Gastrointestinal bleeding is an important complication in dialysis patients, resulting in blood loss and high protein and potassium reabsorption in the intestines, and possibly leading to metabolic complications. The source of the bleed determines how much of the blood is dissolved in the gut versus passed in the stool and thereby recognized with a clinical diagnosis. Hematochezia, or bright red blood in the stool, is well-known as having sources in the lower gastrointestinal tract, including hemorrhoids, diverticular bleeding, colonic ulcers, and potentially, colonic polyps or cancers. Upper gastrointestinal tract bleeding is typically recognized by the melena color of the stool, as stomach acid reduces the hemoglobin content of the blood. This bleeding can lead to catabolism of the hemoglobin from pancreatic enzymes, raising the blood urea nitrogen (BUN) and creating a disproportionate BUN/serum creatinine ratio. Each 100 milliliters of packed cells contains approximately 10 grams of protein, which can be a significant load in addition to the recommended daily intake of one gram per kilogram. Gastrointestinal bleeding, therefore, has a relatively widespread impact, beyond direct blood loss and reduction of oxygen-carrying capacity.

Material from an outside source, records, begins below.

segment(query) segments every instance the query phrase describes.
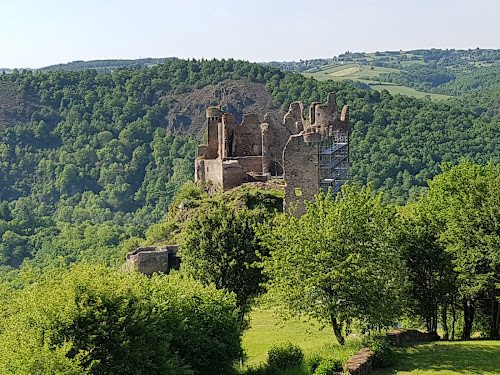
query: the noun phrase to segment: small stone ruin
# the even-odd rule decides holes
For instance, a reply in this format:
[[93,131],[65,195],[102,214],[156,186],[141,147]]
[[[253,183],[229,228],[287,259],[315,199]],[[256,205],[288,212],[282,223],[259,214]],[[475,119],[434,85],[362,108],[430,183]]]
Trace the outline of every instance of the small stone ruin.
[[169,273],[179,269],[178,245],[144,246],[127,253],[124,270],[137,270],[146,275]]

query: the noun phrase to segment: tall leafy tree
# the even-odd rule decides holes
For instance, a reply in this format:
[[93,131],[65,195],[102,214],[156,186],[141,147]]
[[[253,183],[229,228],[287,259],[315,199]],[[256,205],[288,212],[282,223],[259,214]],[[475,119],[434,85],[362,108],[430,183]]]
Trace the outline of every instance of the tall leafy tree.
[[263,220],[261,210],[236,209],[220,202],[193,218],[181,244],[181,270],[234,292],[242,319],[263,290],[259,262],[266,248],[255,233]]
[[398,315],[403,269],[392,245],[394,210],[369,187],[321,193],[302,217],[283,214],[263,229],[268,289],[291,314],[331,325],[340,344],[352,319],[388,325]]
[[[427,204],[441,226],[440,241],[452,256],[469,339],[479,306],[490,317],[490,336],[500,326],[500,166],[469,161],[429,182]],[[486,303],[486,306],[484,306]]]

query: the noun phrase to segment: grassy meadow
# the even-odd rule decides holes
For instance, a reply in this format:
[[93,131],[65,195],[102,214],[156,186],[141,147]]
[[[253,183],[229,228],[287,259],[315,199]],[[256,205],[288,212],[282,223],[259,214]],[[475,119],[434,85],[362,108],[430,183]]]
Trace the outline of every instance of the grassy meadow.
[[500,374],[500,341],[442,341],[397,348],[396,352],[396,365],[373,371],[373,375]]
[[255,366],[265,362],[269,348],[273,344],[286,341],[300,346],[306,358],[324,354],[346,361],[360,349],[359,339],[348,338],[345,347],[341,347],[330,327],[322,330],[320,327],[317,322],[304,322],[300,319],[278,324],[273,310],[254,308],[251,313],[251,327],[243,336],[243,348],[247,355],[245,364]]
[[[407,63],[418,63],[415,61],[406,61]],[[378,78],[382,73],[398,73],[399,69],[393,68],[384,68],[379,66],[370,66],[370,65],[362,65],[357,63],[352,64],[330,64],[325,65],[322,68],[315,68],[311,71],[306,71],[303,74],[306,77],[313,77],[318,81],[342,81],[346,79],[350,79],[353,81],[363,82],[369,85],[373,90],[387,90],[392,95],[407,95],[413,96],[415,98],[424,98],[429,97],[432,100],[443,100],[448,99],[448,95],[441,94],[432,94],[426,93],[422,91],[417,91],[410,87],[397,85],[391,82],[383,82],[383,81],[373,81],[374,78]]]
[[[299,345],[306,360],[320,355],[345,362],[361,347],[356,338],[348,338],[346,346],[341,347],[330,327],[320,330],[318,323],[300,319],[279,323],[272,309],[254,308],[251,327],[243,337],[245,367],[264,363],[269,348],[286,341]],[[374,370],[373,375],[500,375],[500,341],[443,341],[395,348],[395,351],[396,364]],[[285,373],[306,374],[305,365]]]

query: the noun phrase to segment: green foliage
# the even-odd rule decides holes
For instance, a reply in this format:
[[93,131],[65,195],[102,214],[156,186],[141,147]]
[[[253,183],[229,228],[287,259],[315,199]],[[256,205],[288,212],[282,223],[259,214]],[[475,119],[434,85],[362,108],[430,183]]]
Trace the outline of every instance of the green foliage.
[[264,220],[262,210],[236,209],[219,202],[194,217],[183,233],[181,270],[234,292],[242,316],[263,290],[259,262],[267,251],[255,229]]
[[341,344],[351,319],[390,324],[402,281],[393,218],[380,196],[352,185],[336,198],[319,194],[300,218],[278,216],[262,227],[269,292],[290,313],[331,325]]
[[391,346],[384,339],[364,336],[361,343],[373,352],[373,367],[380,368],[394,364],[396,356]]
[[[500,335],[500,167],[462,162],[444,166],[429,182],[428,198],[439,243],[451,256],[458,291],[464,303],[464,338],[470,338],[474,310],[486,302],[489,335]],[[483,301],[483,302],[481,302]]]
[[434,215],[425,205],[407,205],[397,228],[408,277],[408,311],[422,317],[429,332],[437,331],[439,307],[452,303],[456,294],[451,256],[438,241]]
[[234,298],[179,276],[55,270],[2,295],[2,374],[228,374]]
[[302,349],[291,342],[273,345],[267,352],[268,365],[280,370],[299,366],[303,360]]
[[313,375],[331,375],[334,372],[342,371],[343,363],[338,359],[326,358],[322,359],[318,366],[316,366]]

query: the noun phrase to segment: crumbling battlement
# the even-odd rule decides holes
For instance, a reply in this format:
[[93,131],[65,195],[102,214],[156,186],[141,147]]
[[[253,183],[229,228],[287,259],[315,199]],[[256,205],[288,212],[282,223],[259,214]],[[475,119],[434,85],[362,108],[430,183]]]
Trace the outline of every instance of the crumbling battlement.
[[320,188],[340,189],[348,174],[349,112],[339,115],[333,93],[326,103],[312,103],[309,119],[304,105],[290,105],[283,121],[266,114],[244,115],[238,124],[220,107],[206,112],[208,139],[200,145],[195,162],[195,181],[228,190],[245,182],[267,181],[283,176],[285,207],[304,210]]

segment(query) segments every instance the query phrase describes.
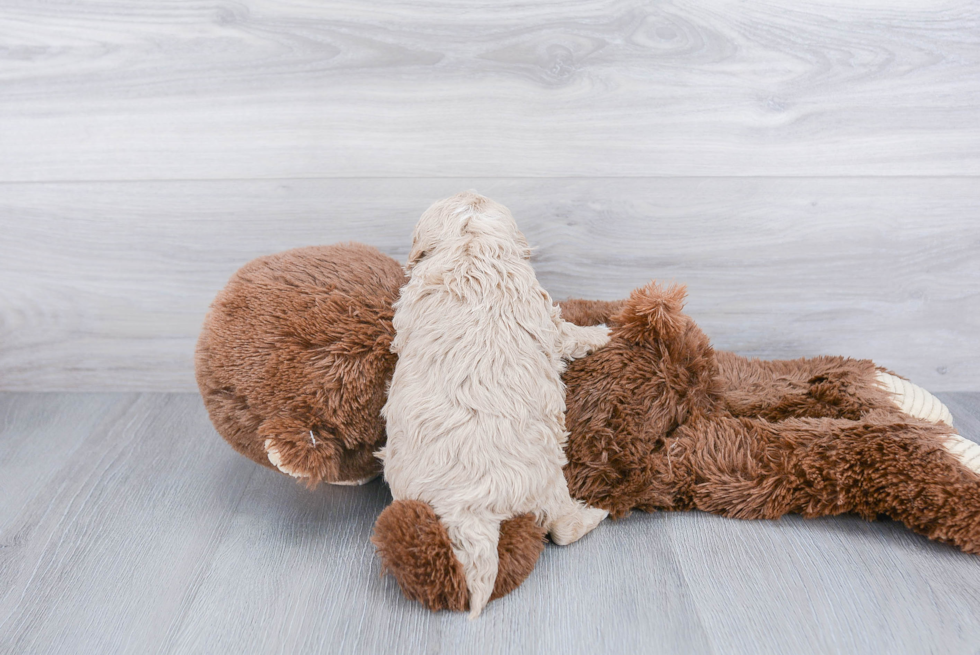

First-year rates of hospitalization for a primary discharge diagnosis of gastrointestinal bleeding increased slightly during the study era among incident dialysis patients, but rose more meaningfully among prevalent patients between 2004 and 2011. Regional variation is apparent and, at least among prevalent dialysis patients, consistent with the nature of variation for many diagnoses of cardiovascular disease and infection. Specifically, admission rates are highest in the Middle Atlantic and East North Central divisions and lowest in the Mountain and Pacific areas.
Rates exhibit modest seasonality, but, perhaps more importantly, increased notably in 2011, coinciding with the introduction of the ESRD Prospective Payment System and the Food and Drug Administration’s later decision to add a ‘black box’ warning to erythropoiesis-stimulating agents. It is possible that, as hemoglobin levels fell in the dialysis patient population, and as more patients presented in acute care settings with very low hemoglobin concentrations, ascertainment of gastrointestinal bleeding also increased, as hospitalists sought to identify factors other than the anemia of chronic kidney disease that may engender especially low hemoglobin. Future reports will continue to monitor this outcome and assess the extent to which the incidence of gastrointestinal bleeding and the rate of red blood cell transfusions are related.